This is a level of disclosure few marriages achieve, no matter how long they last. I know you are upset (understandably so), that she was having sex with herself when you would have rather her be having it with you, but this is an incredibly personal thing and it took real guts to share it with you. I suspect you have no real concept of just how private this was and the vulnerability exposed by fessing up. You are indeed a lucky man, sir.

What's more, she has reached a point where she's ready and willing to shift the balance from more alone time to more together time, sexually speaking. You are poised to reap benefits most men dream of. The past is the past. Water under the bridge, dude, let it flow and start anew. 

Your primary job now is to make her feel comfortable with herself, with her decision to share her most intimate self, and your love and appreciation for her. 

Your horizons are opening; your sun is rising, you'd be a fool to dwell on the night that preceded this new dawn!


----------



## alexm (Nov 29, 2008)

Anon Pink said:


> Just need to say this to all men:
> 
> Never ask your wife what she thinks about when she masturbates because you don't want to know. She may tell you a little bit, enough to satisfy your curiosity or soothe your insecurity but only the very very rare relationship has created the kind of emotional safety into which she can be her ruthlessly honest self.
> 
> ...


You mean she's NOT thinking about me???? :surprise:


----------



## Ghost Rider (Mar 6, 2017)

doverfun said:


> My wife and i have been married for 21 years, 3 kids (15,12,9 yrs old). I'm 46, my wife is 45. Both in good health. My wife has been legally blind since 2008. We are both very devoted to each other and have a normal marriage. My wife has had some female issues (bleeding), and had a partial hysterectomy in Nov 2015.
> 
> Our sex life has been never been great, but what i would call good. 1x week with occasionally 2x a week. We normally both reach orgasm and I have always tried to make sure she enjoyed it. 5 or 6 years ago I told her i wanted to improve that aspect of our marriage. I just wanted more passion and trying new things to see what we would like/not like. We tried basic toys, positions, but every time I tried to get my wife to tell me what she did/didn't like she would not be very responsive and evasive. I've been working on improving things for many years to say the least. My wife was raised to be very private about sex, and has never opened up to me about sex.
> 
> ...


Actually I kind of feel sorry for your wife because it seems like you view marriage as nothing more than sex. Do you ever let her come up for air? It seems like she goes to great lengths to keep you satisfied. You should appreciate it instead of being so petty.

She was probably defensive and scared because she anticipated exactly the petty reaction that you are having.

Also, I would imagine that a real betrayed spouse would have a hard time sympathizing with your feelings of "betrayal". 

Please cope with this on your own and leave your poor wife alone. Don't poison a good marriage with your pettiness.


----------



## Ghost Rider (Mar 6, 2017)

Doverfun: The more I read your posts, including your July "update", the more I think you are a lunatic and feel sorry for your poor wife.
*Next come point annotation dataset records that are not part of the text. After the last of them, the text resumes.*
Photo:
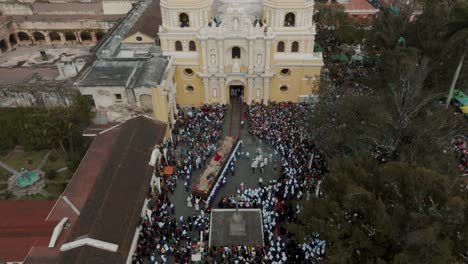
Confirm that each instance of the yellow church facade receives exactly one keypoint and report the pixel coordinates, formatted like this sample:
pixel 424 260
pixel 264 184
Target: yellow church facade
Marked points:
pixel 264 48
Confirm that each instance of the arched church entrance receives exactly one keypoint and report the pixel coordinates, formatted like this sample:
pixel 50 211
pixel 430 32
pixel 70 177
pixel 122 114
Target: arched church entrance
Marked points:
pixel 236 92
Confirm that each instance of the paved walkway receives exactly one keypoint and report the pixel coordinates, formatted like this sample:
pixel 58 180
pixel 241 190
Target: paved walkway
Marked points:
pixel 43 161
pixel 232 127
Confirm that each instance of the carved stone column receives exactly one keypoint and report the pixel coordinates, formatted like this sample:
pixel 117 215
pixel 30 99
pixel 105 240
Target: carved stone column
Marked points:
pixel 251 56
pixel 206 89
pixel 222 90
pixel 204 57
pixel 221 56
pixel 93 36
pixel 252 93
pixel 267 55
pixel 266 90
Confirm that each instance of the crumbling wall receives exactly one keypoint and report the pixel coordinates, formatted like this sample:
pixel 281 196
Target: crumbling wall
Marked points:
pixel 42 94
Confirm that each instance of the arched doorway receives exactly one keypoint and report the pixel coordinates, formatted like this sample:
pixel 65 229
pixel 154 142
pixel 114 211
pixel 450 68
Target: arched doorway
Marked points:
pixel 54 36
pixel 38 36
pixel 3 45
pixel 70 36
pixel 86 36
pixel 23 36
pixel 146 102
pixel 236 91
pixel 12 39
pixel 99 35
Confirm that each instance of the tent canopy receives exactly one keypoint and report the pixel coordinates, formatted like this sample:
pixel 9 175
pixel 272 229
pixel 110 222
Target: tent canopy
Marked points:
pixel 339 57
pixel 464 109
pixel 357 57
pixel 460 97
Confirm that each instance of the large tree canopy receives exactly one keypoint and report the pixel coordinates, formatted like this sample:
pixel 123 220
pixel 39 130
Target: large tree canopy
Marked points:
pixel 393 193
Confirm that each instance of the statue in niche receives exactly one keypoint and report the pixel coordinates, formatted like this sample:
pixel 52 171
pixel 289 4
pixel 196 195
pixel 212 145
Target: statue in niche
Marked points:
pixel 235 65
pixel 213 59
pixel 235 24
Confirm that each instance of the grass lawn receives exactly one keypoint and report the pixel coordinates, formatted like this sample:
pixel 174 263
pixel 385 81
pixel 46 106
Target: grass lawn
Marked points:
pixel 57 160
pixel 34 197
pixel 4 174
pixel 55 189
pixel 28 160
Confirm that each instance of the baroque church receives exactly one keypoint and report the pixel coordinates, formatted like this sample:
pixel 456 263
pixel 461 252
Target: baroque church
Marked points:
pixel 196 52
pixel 262 48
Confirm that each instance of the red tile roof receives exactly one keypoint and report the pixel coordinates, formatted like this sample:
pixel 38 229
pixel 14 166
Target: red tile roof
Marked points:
pixel 22 226
pixel 359 6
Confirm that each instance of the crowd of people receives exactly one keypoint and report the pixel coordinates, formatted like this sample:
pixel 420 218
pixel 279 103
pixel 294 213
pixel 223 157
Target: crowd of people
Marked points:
pixel 303 167
pixel 164 237
pixel 460 145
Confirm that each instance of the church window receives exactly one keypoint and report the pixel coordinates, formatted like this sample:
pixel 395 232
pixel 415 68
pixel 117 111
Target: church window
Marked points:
pixel 192 46
pixel 290 20
pixel 184 20
pixel 178 46
pixel 188 72
pixel 295 47
pixel 189 89
pixel 285 72
pixel 280 47
pixel 236 53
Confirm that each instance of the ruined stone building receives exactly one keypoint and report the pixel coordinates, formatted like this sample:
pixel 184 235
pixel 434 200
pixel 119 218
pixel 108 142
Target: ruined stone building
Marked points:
pixel 26 22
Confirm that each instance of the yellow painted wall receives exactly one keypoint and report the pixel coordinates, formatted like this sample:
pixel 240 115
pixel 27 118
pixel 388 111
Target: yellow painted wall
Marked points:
pixel 195 98
pixel 160 105
pixel 296 85
pixel 145 39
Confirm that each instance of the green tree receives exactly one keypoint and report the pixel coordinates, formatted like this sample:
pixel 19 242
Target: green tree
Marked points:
pixel 457 34
pixel 392 213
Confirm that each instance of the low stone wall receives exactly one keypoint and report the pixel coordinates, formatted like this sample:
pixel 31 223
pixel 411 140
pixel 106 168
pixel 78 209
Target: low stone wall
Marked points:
pixel 43 94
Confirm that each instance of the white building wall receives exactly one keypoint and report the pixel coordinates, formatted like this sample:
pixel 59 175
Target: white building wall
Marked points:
pixel 116 7
pixel 104 97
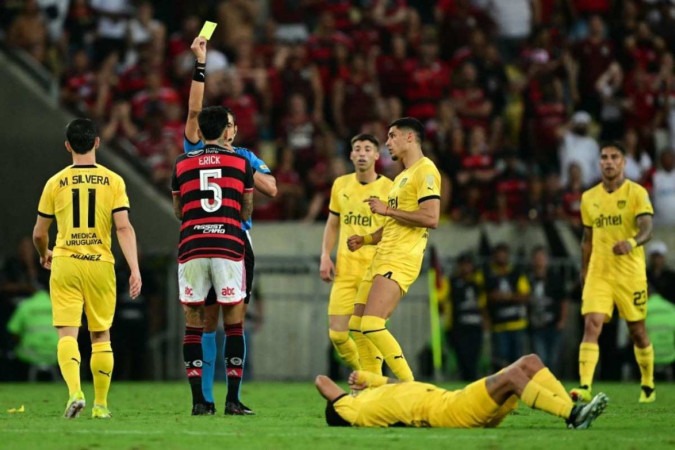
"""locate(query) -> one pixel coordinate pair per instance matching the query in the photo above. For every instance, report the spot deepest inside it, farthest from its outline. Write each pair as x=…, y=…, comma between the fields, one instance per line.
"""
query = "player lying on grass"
x=384, y=402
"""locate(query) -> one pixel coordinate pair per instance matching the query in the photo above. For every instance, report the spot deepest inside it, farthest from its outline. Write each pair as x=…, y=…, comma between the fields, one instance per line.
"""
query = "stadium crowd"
x=515, y=95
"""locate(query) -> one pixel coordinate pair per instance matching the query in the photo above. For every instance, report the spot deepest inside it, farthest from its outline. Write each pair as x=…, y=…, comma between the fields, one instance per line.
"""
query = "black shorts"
x=249, y=265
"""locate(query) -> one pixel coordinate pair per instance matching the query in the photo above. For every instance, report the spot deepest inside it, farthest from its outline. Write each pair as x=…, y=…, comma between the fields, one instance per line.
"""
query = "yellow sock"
x=346, y=348
x=374, y=328
x=102, y=362
x=68, y=354
x=588, y=359
x=645, y=359
x=370, y=358
x=538, y=397
x=546, y=378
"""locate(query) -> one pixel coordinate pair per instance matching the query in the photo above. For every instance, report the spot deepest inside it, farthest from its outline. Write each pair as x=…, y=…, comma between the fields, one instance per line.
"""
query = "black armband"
x=199, y=74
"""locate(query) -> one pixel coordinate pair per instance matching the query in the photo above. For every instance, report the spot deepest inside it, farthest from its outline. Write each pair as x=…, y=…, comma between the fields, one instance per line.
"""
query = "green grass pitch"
x=290, y=416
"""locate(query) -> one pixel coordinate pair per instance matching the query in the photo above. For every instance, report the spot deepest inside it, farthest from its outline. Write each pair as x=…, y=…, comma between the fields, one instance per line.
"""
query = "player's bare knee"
x=338, y=337
x=530, y=364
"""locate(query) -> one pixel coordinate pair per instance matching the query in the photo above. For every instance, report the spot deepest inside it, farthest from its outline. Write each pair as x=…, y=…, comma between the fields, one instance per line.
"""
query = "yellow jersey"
x=612, y=216
x=416, y=184
x=347, y=201
x=83, y=199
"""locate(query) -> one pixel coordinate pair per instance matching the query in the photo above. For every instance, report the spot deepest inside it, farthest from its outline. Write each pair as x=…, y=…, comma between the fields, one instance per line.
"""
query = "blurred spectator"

You are and have been abusing her. You may have a personality disorder, borderline maybe? Please seek counseling and lay off your wife.


----------



## Anon Pink (Jan 17, 2013)

alexm said:


> You mean she's NOT thinking about me???? :surprise:


There have been threads about what women fantasize about during masturbation and for the most part it's not their husband.


----------



## Rocky Mountain Yeti (Apr 23, 2017)

Anon Pink said:


> There have been threads about what women fantasize about during masturbation and for the most part it's not their husband.


I wonder if there's a significant difference between the sexes and if/how often they think of someone other than their spouse while masturbating. I'm sure somebody's done a study/survey

I, for one (a man) find my wife to be quite adequate in that area. But then, that's kind of a backhanded compliment. If she was willing to do everything and had fulfilled all my fantasies, then I might be more inclined to branch out to expand fantasyland. But since there are things she won't/doesn't do, that makes for all the fantasy fodder I need.


----------



## alexm (Nov 29, 2008)

Anon Pink said:


> There have been threads about what women fantasize about during masturbation and for the most part it's not their husband.


That was sarcasm!

I love my wife, I think she's hot. I don't (always) think of her when I'm by myself...

Something funny for you - I have actually asked her AND my ex wife what they thought of while masturbating. Both gave the same hilarious answer: faceless people, nobodies. What are the odds? :wink2:


----------



## Rocky Mountain Yeti (Apr 23, 2017)

alexm said:


> That was sarcasm!
> 
> I love my wife, I think she's hot. I don't (always) think of her when I'm by myself...
> 
> Something funny for you - I have actually asked her AND my ex wife what they thought of while masturbating. Both gave the same hilarious answer: faceless people, nobodies. What are the odds? :wink2:


Interesting. My wife said the same thing. 

Either it's legit ... or there's some sort of secret society where women compare notes and share what to say so as not to damage the fragile egos of their husbands!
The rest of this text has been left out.